Gilbert Monckton started as violently as if that infantine whisper had been the envenomed hiss of a snake.
“What do you mean, child?” he said, turning sharply upon his ward; “of course Eleanor and I married because we loved each other? Why else should we have married?”
“No, to be sure. Girls marry for money sometimes. I heard Mrs. Darrell say that one of the Penwoods, of Windsor, married a horrid, old, rich city man for the sake of his money. But I don’t think Eleanor would do that sort of thing. Only it seems so funny that she should have been in love with you all the time.”
“All what time?”
“Why all the time she and I were together. How could she help talking of you, I wonder?”
The lawyer bit his lip.
“She never talked of me, then?” he said, with a feeble attempt to make his tone careless.
“Oh, yes, she spoke of you sometimes, of course; but not in that way.”
“Not in what way? When will you learn to express yourself clearly, Miss Mason? Are you going to be a child all your life?”
Gilbert Monckton’s ward looked up at him with a half comic look of terror. He was not accustomed to speak so sharply to her.

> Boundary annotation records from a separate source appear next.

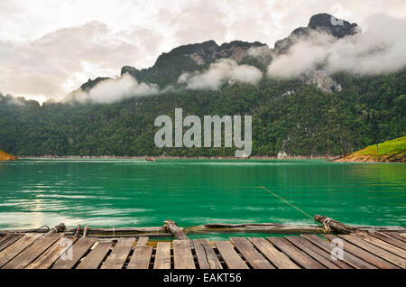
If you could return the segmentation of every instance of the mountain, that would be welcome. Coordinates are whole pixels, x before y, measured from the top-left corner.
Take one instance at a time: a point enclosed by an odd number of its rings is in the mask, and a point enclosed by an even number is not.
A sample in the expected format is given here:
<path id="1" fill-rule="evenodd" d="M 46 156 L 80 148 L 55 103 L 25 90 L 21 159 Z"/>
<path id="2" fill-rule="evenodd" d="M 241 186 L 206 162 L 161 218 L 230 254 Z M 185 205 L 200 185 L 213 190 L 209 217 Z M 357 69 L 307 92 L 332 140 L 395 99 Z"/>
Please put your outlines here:
<path id="1" fill-rule="evenodd" d="M 200 118 L 252 116 L 254 156 L 337 156 L 406 135 L 406 69 L 363 76 L 315 68 L 297 77 L 268 77 L 269 63 L 289 54 L 300 37 L 309 39 L 319 32 L 328 41 L 343 41 L 360 28 L 321 14 L 273 48 L 240 41 L 180 46 L 162 53 L 149 69 L 125 66 L 121 77 L 97 78 L 79 88 L 101 99 L 97 91 L 105 84 L 107 94 L 122 89 L 123 81 L 131 87 L 108 103 L 70 100 L 40 106 L 0 94 L 0 148 L 19 155 L 235 154 L 235 148 L 156 147 L 155 118 L 173 118 L 177 107 L 183 108 L 184 116 Z M 179 82 L 185 74 L 189 84 L 212 84 L 213 79 L 220 84 L 188 86 Z M 150 93 L 135 94 L 140 90 Z"/>
<path id="2" fill-rule="evenodd" d="M 367 146 L 335 162 L 406 162 L 406 136 Z"/>
<path id="3" fill-rule="evenodd" d="M 13 160 L 16 160 L 16 159 L 17 158 L 15 156 L 0 150 L 0 162 L 1 161 L 13 161 Z"/>
<path id="4" fill-rule="evenodd" d="M 139 82 L 157 84 L 160 88 L 165 88 L 169 85 L 176 85 L 181 74 L 207 69 L 210 64 L 221 59 L 231 59 L 240 64 L 248 63 L 264 71 L 265 67 L 272 60 L 272 54 L 286 53 L 294 43 L 309 37 L 311 32 L 315 31 L 324 32 L 338 39 L 360 32 L 361 29 L 356 23 L 338 20 L 328 14 L 318 14 L 310 18 L 307 27 L 297 28 L 287 38 L 276 42 L 273 49 L 259 42 L 233 41 L 219 46 L 210 40 L 201 43 L 182 45 L 170 52 L 162 53 L 158 57 L 155 64 L 148 69 L 138 69 L 134 67 L 124 66 L 121 69 L 121 76 L 127 73 Z M 263 48 L 268 55 L 264 63 L 261 63 L 250 55 L 250 49 L 254 48 Z M 311 77 L 311 74 L 307 76 L 309 77 Z M 88 92 L 89 88 L 95 87 L 104 79 L 89 79 L 80 88 Z M 310 82 L 319 81 L 310 79 Z M 325 90 L 329 89 L 331 89 L 329 87 L 325 88 Z"/>
<path id="5" fill-rule="evenodd" d="M 312 32 L 326 32 L 340 39 L 355 35 L 362 31 L 357 23 L 350 23 L 347 21 L 337 19 L 328 14 L 318 14 L 311 16 L 307 27 L 297 28 L 288 37 L 277 41 L 275 42 L 274 51 L 277 54 L 286 53 L 299 41 L 310 37 Z"/>

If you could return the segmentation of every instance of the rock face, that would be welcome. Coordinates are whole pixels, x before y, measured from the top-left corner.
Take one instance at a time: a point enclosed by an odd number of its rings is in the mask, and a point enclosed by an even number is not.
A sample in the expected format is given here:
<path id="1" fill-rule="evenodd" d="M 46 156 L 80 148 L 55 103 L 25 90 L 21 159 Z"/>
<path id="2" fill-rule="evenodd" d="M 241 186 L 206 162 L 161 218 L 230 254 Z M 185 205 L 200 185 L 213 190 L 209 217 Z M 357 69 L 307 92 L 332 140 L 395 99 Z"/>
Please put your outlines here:
<path id="1" fill-rule="evenodd" d="M 350 23 L 347 21 L 337 19 L 328 14 L 318 14 L 311 16 L 307 27 L 300 27 L 286 38 L 275 42 L 274 52 L 277 54 L 286 53 L 296 42 L 305 40 L 311 32 L 323 32 L 336 38 L 343 38 L 361 32 L 358 24 Z"/>
<path id="2" fill-rule="evenodd" d="M 316 85 L 325 93 L 341 91 L 341 85 L 337 83 L 323 70 L 313 70 L 304 76 L 306 85 Z"/>
<path id="3" fill-rule="evenodd" d="M 17 159 L 16 156 L 14 156 L 10 153 L 5 153 L 2 150 L 0 150 L 0 161 L 13 161 L 16 159 Z"/>
<path id="4" fill-rule="evenodd" d="M 338 39 L 354 35 L 360 31 L 356 23 L 337 19 L 328 14 L 318 14 L 310 18 L 307 27 L 299 27 L 288 37 L 276 42 L 273 49 L 259 42 L 233 41 L 219 46 L 214 41 L 207 41 L 182 45 L 170 52 L 161 53 L 155 64 L 148 69 L 138 69 L 134 67 L 124 66 L 121 69 L 121 76 L 129 74 L 138 82 L 157 84 L 162 88 L 171 85 L 176 86 L 181 74 L 202 71 L 220 59 L 231 59 L 237 63 L 248 63 L 265 71 L 272 57 L 287 53 L 292 45 L 306 40 L 307 37 L 311 37 L 314 32 L 323 32 Z M 266 54 L 266 57 L 260 59 L 261 57 L 253 56 L 253 51 L 257 52 L 261 51 L 263 54 Z M 82 91 L 88 92 L 97 83 L 107 79 L 97 78 L 83 84 L 80 88 Z M 304 76 L 304 80 L 306 84 L 316 85 L 325 92 L 341 89 L 338 84 L 321 71 L 308 73 Z"/>
<path id="5" fill-rule="evenodd" d="M 309 22 L 308 27 L 309 29 L 325 31 L 337 38 L 354 35 L 361 32 L 356 23 L 350 23 L 347 21 L 337 19 L 333 15 L 325 13 L 313 15 Z"/>
<path id="6" fill-rule="evenodd" d="M 176 83 L 184 72 L 202 70 L 219 59 L 232 59 L 240 62 L 248 56 L 253 47 L 267 47 L 259 42 L 234 41 L 218 46 L 214 41 L 177 47 L 168 53 L 161 54 L 155 64 L 149 69 L 137 69 L 131 66 L 121 69 L 138 81 L 158 84 L 161 88 Z"/>

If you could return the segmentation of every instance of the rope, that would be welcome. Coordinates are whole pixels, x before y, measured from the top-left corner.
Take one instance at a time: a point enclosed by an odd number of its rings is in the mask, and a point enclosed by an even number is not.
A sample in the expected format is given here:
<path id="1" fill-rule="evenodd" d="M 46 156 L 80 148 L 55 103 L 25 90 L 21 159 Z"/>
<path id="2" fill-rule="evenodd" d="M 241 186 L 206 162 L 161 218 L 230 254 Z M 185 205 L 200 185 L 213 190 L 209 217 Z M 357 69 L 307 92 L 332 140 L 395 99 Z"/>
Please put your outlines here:
<path id="1" fill-rule="evenodd" d="M 323 220 L 323 227 L 324 227 L 324 233 L 330 233 L 332 231 L 331 227 L 330 227 L 330 218 L 327 218 L 326 219 Z"/>
<path id="2" fill-rule="evenodd" d="M 48 226 L 42 226 L 42 227 L 41 227 L 40 228 L 37 228 L 37 229 L 32 230 L 32 232 L 37 232 L 38 230 L 41 230 L 41 229 L 42 229 L 43 227 L 47 227 L 47 228 L 48 228 L 47 231 L 50 231 L 50 227 L 48 227 Z"/>
<path id="3" fill-rule="evenodd" d="M 305 216 L 307 216 L 308 218 L 309 218 L 311 220 L 313 219 L 313 217 L 311 217 L 310 215 L 309 215 L 308 213 L 304 212 L 303 210 L 301 210 L 300 208 L 298 208 L 297 206 L 291 204 L 291 202 L 289 202 L 288 200 L 286 200 L 285 199 L 283 199 L 282 197 L 280 197 L 279 195 L 277 195 L 276 193 L 273 193 L 272 191 L 269 190 L 268 189 L 266 189 L 263 186 L 259 186 L 258 189 L 263 189 L 263 190 L 267 191 L 268 193 L 271 193 L 272 195 L 277 197 L 278 199 L 280 199 L 281 200 L 284 201 L 285 203 L 289 204 L 290 206 L 291 206 L 293 208 L 296 208 L 297 210 L 300 211 L 301 213 L 303 213 Z"/>

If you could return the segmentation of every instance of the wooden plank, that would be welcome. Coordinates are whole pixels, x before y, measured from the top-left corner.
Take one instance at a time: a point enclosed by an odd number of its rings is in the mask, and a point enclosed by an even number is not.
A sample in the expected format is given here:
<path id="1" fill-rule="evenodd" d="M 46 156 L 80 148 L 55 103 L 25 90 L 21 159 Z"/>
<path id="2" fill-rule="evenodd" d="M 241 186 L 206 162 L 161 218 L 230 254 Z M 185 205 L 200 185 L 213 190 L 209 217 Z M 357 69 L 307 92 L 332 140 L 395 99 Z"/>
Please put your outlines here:
<path id="1" fill-rule="evenodd" d="M 275 269 L 246 238 L 231 237 L 230 240 L 254 269 Z"/>
<path id="2" fill-rule="evenodd" d="M 113 242 L 98 242 L 93 250 L 78 264 L 76 269 L 97 269 L 110 251 Z"/>
<path id="3" fill-rule="evenodd" d="M 176 239 L 179 240 L 188 240 L 190 242 L 190 239 L 186 236 L 182 229 L 180 229 L 173 220 L 165 220 L 165 227 L 171 232 Z"/>
<path id="4" fill-rule="evenodd" d="M 61 233 L 49 233 L 39 239 L 37 239 L 31 246 L 26 248 L 8 264 L 3 266 L 3 269 L 23 269 L 38 256 L 40 256 L 45 250 L 51 246 L 60 237 L 63 236 Z"/>
<path id="5" fill-rule="evenodd" d="M 215 241 L 215 245 L 229 269 L 249 269 L 228 241 Z"/>
<path id="6" fill-rule="evenodd" d="M 332 235 L 323 235 L 328 240 L 333 240 L 336 238 L 338 238 Z M 382 269 L 392 269 L 392 268 L 397 268 L 395 265 L 390 264 L 389 262 L 375 256 L 374 255 L 371 254 L 370 252 L 367 252 L 355 245 L 353 245 L 347 240 L 343 240 L 343 247 L 345 252 L 351 253 L 355 255 L 355 256 L 366 261 L 367 263 Z M 346 255 L 346 253 L 344 254 Z"/>
<path id="7" fill-rule="evenodd" d="M 127 269 L 148 269 L 150 268 L 152 246 L 135 246 L 133 256 L 128 263 Z"/>
<path id="8" fill-rule="evenodd" d="M 148 236 L 141 236 L 138 238 L 137 246 L 145 246 L 148 243 Z"/>
<path id="9" fill-rule="evenodd" d="M 284 254 L 263 237 L 249 237 L 253 245 L 279 269 L 300 269 Z"/>
<path id="10" fill-rule="evenodd" d="M 200 269 L 223 269 L 208 239 L 195 239 L 193 245 Z"/>
<path id="11" fill-rule="evenodd" d="M 101 269 L 122 269 L 134 242 L 135 238 L 119 238 Z"/>
<path id="12" fill-rule="evenodd" d="M 273 245 L 286 254 L 296 264 L 306 269 L 326 269 L 325 266 L 309 256 L 306 253 L 295 247 L 285 238 L 281 237 L 266 237 Z"/>
<path id="13" fill-rule="evenodd" d="M 379 256 L 386 261 L 389 261 L 390 263 L 401 268 L 406 268 L 406 261 L 403 258 L 397 256 L 384 249 L 382 249 L 369 242 L 366 242 L 355 236 L 338 236 L 375 255 L 376 256 Z"/>
<path id="14" fill-rule="evenodd" d="M 196 269 L 189 240 L 173 240 L 173 264 L 175 269 Z"/>
<path id="15" fill-rule="evenodd" d="M 399 232 L 384 232 L 384 234 L 387 235 L 388 236 L 395 237 L 396 239 L 406 242 L 406 237 L 403 236 L 401 236 L 401 234 Z"/>
<path id="16" fill-rule="evenodd" d="M 67 256 L 57 260 L 52 269 L 72 269 L 82 259 L 82 257 L 95 245 L 95 238 L 81 237 L 69 249 L 67 250 Z M 69 255 L 71 255 L 69 256 Z"/>
<path id="17" fill-rule="evenodd" d="M 381 239 L 384 242 L 387 242 L 394 246 L 397 246 L 399 248 L 406 250 L 406 243 L 401 240 L 399 240 L 396 237 L 389 236 L 386 234 L 382 233 L 382 232 L 375 232 L 375 233 L 372 234 L 372 236 L 378 239 Z"/>
<path id="18" fill-rule="evenodd" d="M 23 236 L 24 236 L 23 234 L 15 234 L 15 233 L 6 234 L 0 240 L 0 251 L 7 248 Z"/>
<path id="19" fill-rule="evenodd" d="M 153 269 L 171 269 L 170 242 L 159 242 L 157 244 Z"/>
<path id="20" fill-rule="evenodd" d="M 331 254 L 334 246 L 328 240 L 318 237 L 317 235 L 300 235 L 306 240 L 312 243 L 316 246 L 320 247 L 328 254 Z M 344 249 L 343 249 L 344 251 Z M 356 257 L 349 252 L 343 255 L 343 261 L 356 269 L 377 269 L 376 266 Z"/>
<path id="21" fill-rule="evenodd" d="M 296 247 L 300 249 L 301 251 L 304 251 L 309 255 L 310 255 L 313 259 L 317 260 L 320 264 L 322 264 L 324 266 L 326 266 L 328 269 L 351 269 L 349 265 L 346 264 L 341 264 L 339 266 L 340 261 L 337 260 L 334 263 L 332 262 L 331 255 L 329 254 L 327 254 L 323 250 L 314 246 L 311 243 L 307 241 L 305 238 L 299 237 L 299 236 L 286 236 L 286 240 L 291 242 L 292 245 L 294 245 Z M 337 262 L 337 264 L 336 264 Z"/>
<path id="22" fill-rule="evenodd" d="M 31 263 L 26 269 L 49 269 L 52 264 L 76 242 L 77 238 L 60 238 L 52 246 L 48 248 L 37 259 Z"/>
<path id="23" fill-rule="evenodd" d="M 14 244 L 0 252 L 0 268 L 20 253 L 29 247 L 35 240 L 42 236 L 42 234 L 29 233 L 18 239 Z"/>
<path id="24" fill-rule="evenodd" d="M 406 250 L 402 250 L 401 248 L 396 247 L 389 243 L 386 243 L 381 239 L 375 238 L 369 235 L 356 235 L 356 236 L 360 237 L 362 240 L 369 242 L 383 250 L 389 251 L 390 253 L 406 259 Z"/>

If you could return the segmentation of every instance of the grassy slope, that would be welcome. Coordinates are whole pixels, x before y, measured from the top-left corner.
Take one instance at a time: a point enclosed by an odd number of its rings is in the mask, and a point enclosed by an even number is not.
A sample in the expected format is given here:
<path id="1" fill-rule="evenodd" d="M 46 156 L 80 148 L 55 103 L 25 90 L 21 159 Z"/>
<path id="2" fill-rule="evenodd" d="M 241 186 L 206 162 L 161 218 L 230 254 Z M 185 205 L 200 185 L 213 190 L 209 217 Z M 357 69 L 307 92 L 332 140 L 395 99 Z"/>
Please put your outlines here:
<path id="1" fill-rule="evenodd" d="M 0 150 L 0 161 L 11 161 L 11 160 L 16 160 L 16 159 L 17 158 L 15 156 Z"/>
<path id="2" fill-rule="evenodd" d="M 406 162 L 406 136 L 373 144 L 337 162 Z"/>

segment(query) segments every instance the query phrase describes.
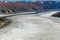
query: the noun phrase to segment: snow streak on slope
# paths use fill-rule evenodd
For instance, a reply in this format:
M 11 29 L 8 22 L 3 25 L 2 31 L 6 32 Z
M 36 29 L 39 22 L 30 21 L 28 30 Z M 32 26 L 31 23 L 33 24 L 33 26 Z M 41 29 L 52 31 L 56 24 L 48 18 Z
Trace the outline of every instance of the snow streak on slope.
M 60 19 L 36 15 L 14 16 L 0 29 L 0 40 L 60 40 Z

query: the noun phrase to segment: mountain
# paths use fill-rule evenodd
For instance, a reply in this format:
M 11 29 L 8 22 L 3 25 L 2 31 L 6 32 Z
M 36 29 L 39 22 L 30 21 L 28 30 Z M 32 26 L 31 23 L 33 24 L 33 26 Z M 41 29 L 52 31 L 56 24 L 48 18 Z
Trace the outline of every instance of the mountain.
M 0 2 L 0 13 L 37 12 L 60 9 L 60 1 Z

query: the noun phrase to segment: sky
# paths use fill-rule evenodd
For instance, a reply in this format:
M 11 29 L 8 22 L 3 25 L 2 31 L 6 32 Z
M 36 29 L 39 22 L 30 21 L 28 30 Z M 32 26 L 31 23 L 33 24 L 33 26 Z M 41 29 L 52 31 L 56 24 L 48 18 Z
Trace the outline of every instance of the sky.
M 0 0 L 4 1 L 4 0 Z M 60 1 L 60 0 L 6 0 L 6 1 Z

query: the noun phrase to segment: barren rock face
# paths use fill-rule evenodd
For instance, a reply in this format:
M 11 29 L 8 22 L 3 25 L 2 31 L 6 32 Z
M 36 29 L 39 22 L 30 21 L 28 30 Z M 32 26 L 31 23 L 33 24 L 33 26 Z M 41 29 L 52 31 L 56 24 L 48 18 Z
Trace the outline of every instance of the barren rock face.
M 7 25 L 8 24 L 8 20 L 5 18 L 0 18 L 0 28 Z
M 53 17 L 60 17 L 60 12 L 57 12 L 55 14 L 52 15 Z

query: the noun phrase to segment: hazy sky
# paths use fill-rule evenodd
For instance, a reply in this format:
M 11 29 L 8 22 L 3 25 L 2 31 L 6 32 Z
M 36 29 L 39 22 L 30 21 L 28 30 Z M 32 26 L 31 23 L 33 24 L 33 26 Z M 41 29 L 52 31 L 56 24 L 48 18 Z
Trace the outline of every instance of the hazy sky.
M 3 0 L 0 0 L 3 1 Z M 60 0 L 7 0 L 7 1 L 60 1 Z

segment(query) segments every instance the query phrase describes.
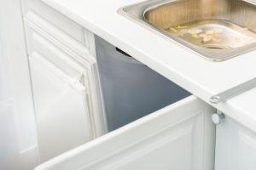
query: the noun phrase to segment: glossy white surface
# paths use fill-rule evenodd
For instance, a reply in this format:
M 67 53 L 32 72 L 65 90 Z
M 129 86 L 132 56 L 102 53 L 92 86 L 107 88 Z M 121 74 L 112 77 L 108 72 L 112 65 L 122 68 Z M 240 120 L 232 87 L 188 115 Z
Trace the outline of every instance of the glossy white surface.
M 216 170 L 255 170 L 256 133 L 226 117 L 217 126 Z
M 213 170 L 213 108 L 190 96 L 36 169 Z
M 141 0 L 43 1 L 206 102 L 256 76 L 256 51 L 209 62 L 117 14 Z M 256 131 L 255 99 L 256 88 L 213 106 Z

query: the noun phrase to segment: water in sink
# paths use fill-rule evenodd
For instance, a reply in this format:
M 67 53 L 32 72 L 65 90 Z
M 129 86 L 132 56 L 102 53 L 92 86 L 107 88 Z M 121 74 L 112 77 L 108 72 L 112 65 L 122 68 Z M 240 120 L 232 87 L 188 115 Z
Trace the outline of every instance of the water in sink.
M 219 20 L 196 20 L 166 31 L 195 45 L 211 49 L 236 48 L 256 42 L 253 31 Z

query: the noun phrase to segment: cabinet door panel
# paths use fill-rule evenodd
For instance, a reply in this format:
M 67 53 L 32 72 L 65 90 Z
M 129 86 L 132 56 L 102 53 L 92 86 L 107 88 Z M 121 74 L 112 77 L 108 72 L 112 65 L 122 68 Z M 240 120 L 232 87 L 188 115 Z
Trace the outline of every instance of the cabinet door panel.
M 216 170 L 255 170 L 256 133 L 226 117 L 217 127 Z
M 39 54 L 30 58 L 38 148 L 44 162 L 90 140 L 85 88 Z
M 67 152 L 37 170 L 212 170 L 213 111 L 191 96 Z

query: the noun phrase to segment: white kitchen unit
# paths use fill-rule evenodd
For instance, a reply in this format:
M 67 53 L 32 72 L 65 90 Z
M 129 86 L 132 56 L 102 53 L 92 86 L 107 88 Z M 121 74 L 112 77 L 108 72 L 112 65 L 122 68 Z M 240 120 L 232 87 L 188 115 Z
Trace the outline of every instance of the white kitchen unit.
M 230 117 L 225 117 L 216 131 L 215 170 L 255 170 L 255 132 Z
M 194 96 L 61 155 L 36 170 L 213 170 L 215 111 Z
M 39 0 L 23 1 L 40 162 L 107 132 L 94 35 Z

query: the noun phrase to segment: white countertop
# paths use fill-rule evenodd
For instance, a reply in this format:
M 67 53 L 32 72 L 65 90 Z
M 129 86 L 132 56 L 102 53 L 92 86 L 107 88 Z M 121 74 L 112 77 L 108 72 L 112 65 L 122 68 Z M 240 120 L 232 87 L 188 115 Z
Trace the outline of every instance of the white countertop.
M 214 94 L 256 76 L 256 50 L 211 62 L 117 14 L 142 0 L 43 0 L 97 36 L 209 103 Z M 256 132 L 256 88 L 212 105 Z

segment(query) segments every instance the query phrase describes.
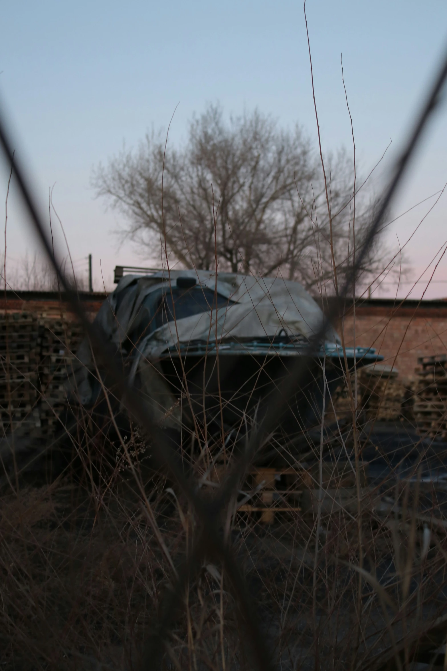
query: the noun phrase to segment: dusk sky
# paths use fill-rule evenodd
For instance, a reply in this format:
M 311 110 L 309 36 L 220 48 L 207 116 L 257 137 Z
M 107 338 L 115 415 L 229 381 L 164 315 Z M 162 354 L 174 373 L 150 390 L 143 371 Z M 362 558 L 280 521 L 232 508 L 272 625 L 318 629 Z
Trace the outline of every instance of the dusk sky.
M 324 150 L 344 146 L 352 152 L 342 52 L 362 174 L 392 140 L 374 178 L 379 193 L 447 48 L 447 3 L 308 0 L 306 13 Z M 86 271 L 91 253 L 97 290 L 102 289 L 100 261 L 111 288 L 117 263 L 141 265 L 153 256 L 148 250 L 145 259 L 130 243 L 119 248 L 113 231 L 119 227 L 119 215 L 94 199 L 92 170 L 123 142 L 136 146 L 152 127 L 166 129 L 178 103 L 169 138 L 174 145 L 185 138 L 193 113 L 217 101 L 227 114 L 257 107 L 285 127 L 298 122 L 316 140 L 302 2 L 17 0 L 2 7 L 2 23 L 0 105 L 17 155 L 46 211 L 48 189 L 56 183 L 54 202 L 76 269 Z M 3 202 L 8 172 L 3 163 Z M 393 215 L 428 200 L 388 227 L 390 248 L 406 242 L 446 182 L 444 101 Z M 416 278 L 447 242 L 446 215 L 447 193 L 405 248 L 411 277 Z M 11 264 L 34 253 L 29 231 L 13 183 Z M 447 296 L 447 254 L 434 280 L 426 297 Z M 420 296 L 424 286 L 420 282 L 411 296 Z M 384 285 L 380 291 L 377 295 L 395 293 L 395 287 Z

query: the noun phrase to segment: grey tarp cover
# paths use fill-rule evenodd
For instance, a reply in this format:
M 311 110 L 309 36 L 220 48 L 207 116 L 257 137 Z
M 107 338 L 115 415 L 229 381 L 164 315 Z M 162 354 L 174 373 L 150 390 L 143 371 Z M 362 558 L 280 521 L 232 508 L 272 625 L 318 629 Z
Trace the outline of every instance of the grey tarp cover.
M 167 413 L 175 419 L 169 412 L 170 404 L 174 403 L 174 399 L 169 397 L 166 383 L 157 372 L 157 360 L 168 348 L 191 340 L 216 342 L 216 338 L 218 343 L 226 338 L 255 340 L 284 333 L 309 338 L 321 327 L 323 314 L 320 307 L 298 282 L 280 277 L 259 278 L 225 272 L 216 274 L 203 270 L 174 270 L 169 274 L 161 271 L 150 276 L 125 276 L 104 302 L 95 321 L 109 342 L 119 348 L 145 298 L 151 292 L 159 290 L 161 286 L 168 288 L 170 278 L 175 286 L 179 276 L 194 277 L 201 286 L 213 291 L 216 289 L 218 293 L 234 303 L 217 311 L 177 319 L 176 323 L 168 322 L 148 333 L 138 344 L 131 376 L 139 373 L 148 396 L 153 399 L 154 419 L 161 421 Z M 340 342 L 332 329 L 326 334 L 326 340 Z M 80 365 L 70 386 L 72 391 L 76 388 L 80 402 L 87 405 L 92 401 L 92 393 L 88 369 L 93 368 L 87 341 L 80 346 L 77 358 Z M 162 397 L 164 401 L 160 403 Z

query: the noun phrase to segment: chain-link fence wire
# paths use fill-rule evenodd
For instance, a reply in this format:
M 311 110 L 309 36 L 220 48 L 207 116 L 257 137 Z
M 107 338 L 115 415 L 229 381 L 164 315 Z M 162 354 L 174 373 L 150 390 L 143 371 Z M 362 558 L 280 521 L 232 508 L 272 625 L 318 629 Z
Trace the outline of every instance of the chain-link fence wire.
M 263 416 L 249 433 L 243 454 L 235 461 L 232 468 L 229 468 L 228 474 L 211 499 L 209 497 L 204 497 L 198 488 L 194 479 L 185 474 L 178 454 L 167 442 L 164 431 L 150 419 L 150 413 L 147 412 L 141 395 L 133 386 L 129 385 L 123 370 L 121 360 L 117 356 L 115 348 L 107 342 L 106 334 L 102 332 L 98 325 L 90 323 L 76 292 L 60 272 L 62 265 L 53 253 L 50 239 L 46 232 L 44 219 L 36 204 L 23 167 L 17 155 L 13 156 L 13 143 L 6 129 L 3 116 L 0 117 L 0 140 L 5 158 L 9 166 L 13 164 L 15 180 L 29 214 L 31 225 L 38 233 L 55 272 L 58 274 L 61 289 L 65 293 L 70 309 L 82 325 L 90 341 L 94 360 L 101 370 L 106 372 L 109 384 L 113 388 L 114 394 L 121 400 L 129 415 L 141 427 L 145 435 L 150 437 L 153 463 L 158 467 L 167 469 L 170 478 L 177 483 L 180 491 L 192 507 L 200 524 L 198 537 L 189 552 L 187 560 L 180 566 L 173 566 L 177 576 L 176 582 L 174 588 L 167 592 L 158 621 L 152 623 L 150 631 L 147 632 L 142 668 L 158 668 L 165 639 L 182 603 L 186 586 L 194 578 L 194 574 L 202 566 L 203 558 L 206 557 L 218 558 L 222 562 L 225 575 L 233 590 L 235 601 L 239 604 L 241 622 L 246 635 L 247 649 L 252 663 L 259 669 L 273 668 L 271 652 L 268 650 L 265 637 L 258 621 L 256 609 L 247 593 L 240 566 L 228 539 L 228 535 L 225 535 L 222 529 L 222 520 L 225 517 L 232 495 L 237 490 L 239 484 L 249 469 L 265 436 L 275 427 L 284 404 L 288 403 L 298 389 L 300 386 L 306 387 L 312 380 L 313 372 L 310 364 L 314 360 L 312 355 L 320 347 L 322 341 L 324 340 L 330 325 L 337 316 L 338 311 L 342 306 L 355 282 L 358 269 L 361 268 L 368 250 L 380 229 L 384 215 L 391 205 L 427 122 L 440 101 L 446 76 L 447 58 L 442 63 L 404 150 L 397 162 L 389 185 L 381 201 L 368 234 L 362 247 L 357 250 L 355 264 L 344 287 L 338 291 L 337 301 L 332 304 L 334 307 L 324 316 L 320 327 L 310 338 L 303 356 L 297 358 L 290 373 L 278 382 Z M 107 395 L 106 390 L 104 391 Z M 113 413 L 111 415 L 113 415 Z M 125 444 L 123 444 L 123 449 L 126 453 L 129 468 L 133 470 L 134 467 L 132 460 L 127 454 Z M 147 501 L 147 493 L 137 474 L 134 472 L 133 474 L 137 484 L 140 487 L 140 494 L 145 502 L 147 513 L 150 515 L 151 507 Z

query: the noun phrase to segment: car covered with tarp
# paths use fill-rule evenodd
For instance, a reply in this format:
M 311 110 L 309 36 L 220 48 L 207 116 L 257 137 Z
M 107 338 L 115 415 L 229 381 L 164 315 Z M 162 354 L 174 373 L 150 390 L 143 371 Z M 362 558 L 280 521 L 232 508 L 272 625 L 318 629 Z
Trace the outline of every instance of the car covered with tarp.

“Don’t be angry, please,” she said, “I know I don’t always express myself clearly. I dare say it’s because I used to get other girls to do my themes—they call exercises in composition themes, you know—when I was at school. I mean that Eleanor didn’t talk of you as if she was in love with you—not as I talk—not as I should talk of any one if I were in love with them,” added the young lady, blushing very much as she corrected herself.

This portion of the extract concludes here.